French court convicts 8 for stealing Banksy from Paris terror attack site

A French court on Thursday convicted eight men for the theft and handling of a Banksy painting paying homage to the victims of the 2015 attack on the Bataclan concert hall in Paris.

French court convicts 8 for stealing Banksy from Paris terror attack site

Three men in their 30s who admitted to the 2019 theft were given prison sentences, one of four years and two of three, although they will be able to serve them wearing electronic tracking bracelets rather than behind bars.

Another man, a 41-year-old millionaire lottery winner and street art fan accused of being the mastermind of the heist, was given three years in jail for handling stolen goods after judges found the main allegation unproven. His sentence will also be served with a bracelet.

Elsewhere in the capital, the defence was making its final arguments in the trial of the surviving suspects in the 2015 Paris attacks themselves, with a verdict expected on June 29.

‘Acted like vultures’ 

British street artist Banksy painted his “sad girl” stencil on the metal door of the Bataclan in memory of the 90 people killed there on November 13th, 2015.

A white van with concealed number-plates was seen stopping on January 26, 2019 in an alleyway running alongside the central Paris music venue.

Many concertgoers fled via the same alley when the Bataclan became the focal point of France’s worst ever attacks since World War II, as Islamic State group jihadists killed 130 people at a string of sites across the capital.

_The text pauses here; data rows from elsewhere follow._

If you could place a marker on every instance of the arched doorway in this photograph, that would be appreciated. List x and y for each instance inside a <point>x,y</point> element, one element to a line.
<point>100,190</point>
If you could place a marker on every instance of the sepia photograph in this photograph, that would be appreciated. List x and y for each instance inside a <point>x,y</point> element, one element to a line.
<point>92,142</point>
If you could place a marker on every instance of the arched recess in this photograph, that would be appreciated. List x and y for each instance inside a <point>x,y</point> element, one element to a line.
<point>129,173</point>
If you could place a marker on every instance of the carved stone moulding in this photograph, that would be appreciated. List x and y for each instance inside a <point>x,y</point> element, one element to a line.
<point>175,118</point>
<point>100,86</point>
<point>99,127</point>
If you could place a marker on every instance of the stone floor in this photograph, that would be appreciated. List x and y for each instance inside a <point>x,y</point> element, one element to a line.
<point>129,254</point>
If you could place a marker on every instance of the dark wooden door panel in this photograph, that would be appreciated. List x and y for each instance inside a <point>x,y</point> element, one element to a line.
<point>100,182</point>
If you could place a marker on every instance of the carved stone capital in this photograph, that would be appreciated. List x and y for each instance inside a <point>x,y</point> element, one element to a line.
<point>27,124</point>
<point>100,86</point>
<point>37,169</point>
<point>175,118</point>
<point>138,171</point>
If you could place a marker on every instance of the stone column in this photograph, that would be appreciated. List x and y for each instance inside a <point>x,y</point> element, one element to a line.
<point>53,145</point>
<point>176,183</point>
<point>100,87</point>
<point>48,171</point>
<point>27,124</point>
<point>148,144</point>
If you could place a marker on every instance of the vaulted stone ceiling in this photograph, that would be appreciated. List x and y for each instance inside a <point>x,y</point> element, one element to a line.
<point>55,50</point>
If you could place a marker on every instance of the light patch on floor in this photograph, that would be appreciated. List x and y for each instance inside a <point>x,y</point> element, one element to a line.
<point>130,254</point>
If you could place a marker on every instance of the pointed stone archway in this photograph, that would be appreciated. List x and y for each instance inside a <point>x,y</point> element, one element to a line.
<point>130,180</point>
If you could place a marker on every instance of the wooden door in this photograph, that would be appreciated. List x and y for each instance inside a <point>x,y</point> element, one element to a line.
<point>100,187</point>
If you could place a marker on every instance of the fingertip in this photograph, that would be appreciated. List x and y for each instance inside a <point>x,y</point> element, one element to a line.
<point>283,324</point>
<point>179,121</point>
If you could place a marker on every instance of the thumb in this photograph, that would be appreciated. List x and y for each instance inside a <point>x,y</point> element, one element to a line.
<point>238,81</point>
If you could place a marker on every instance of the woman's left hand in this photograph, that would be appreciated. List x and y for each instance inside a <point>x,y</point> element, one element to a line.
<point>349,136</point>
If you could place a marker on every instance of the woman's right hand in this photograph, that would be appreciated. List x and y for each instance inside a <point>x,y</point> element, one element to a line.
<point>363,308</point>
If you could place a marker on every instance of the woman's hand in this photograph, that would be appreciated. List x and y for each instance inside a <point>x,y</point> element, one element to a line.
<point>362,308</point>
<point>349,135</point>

On the morning of the theft, three masked men climbed out of the van, cut the hinges with angle grinders powered by a generator and left within 10 minutes, in what an investigating judge called a “meticulously prepared” heist.

Prosecutor Valerie Cadignan told the court earlier this month that the perpetrators had not sought to debase the memory of the attack victims, but “being aware of the priceless value of the door were looking to make a profit”.

She said the thieves “acted like vultures, like people who steal objects without any respect for what they might represent”.

During the trial, Bataclan staff said the theft sparked “deep indignation”, adding that the painted door was a “symbol of remembrance that belongs to everyone, locals, Parisians, citizens of the world”.

Investigators pieced together the door’s route across France and into Italy, where it was found in June 2020 on a farm in Sant’Omero, near the Adriatic coast.

Three men involved in transporting the door were each jailed for 10 months, while a 58-year-old Italian man who owns a hotel where it was temporarily stored received a six-month suspended sentence.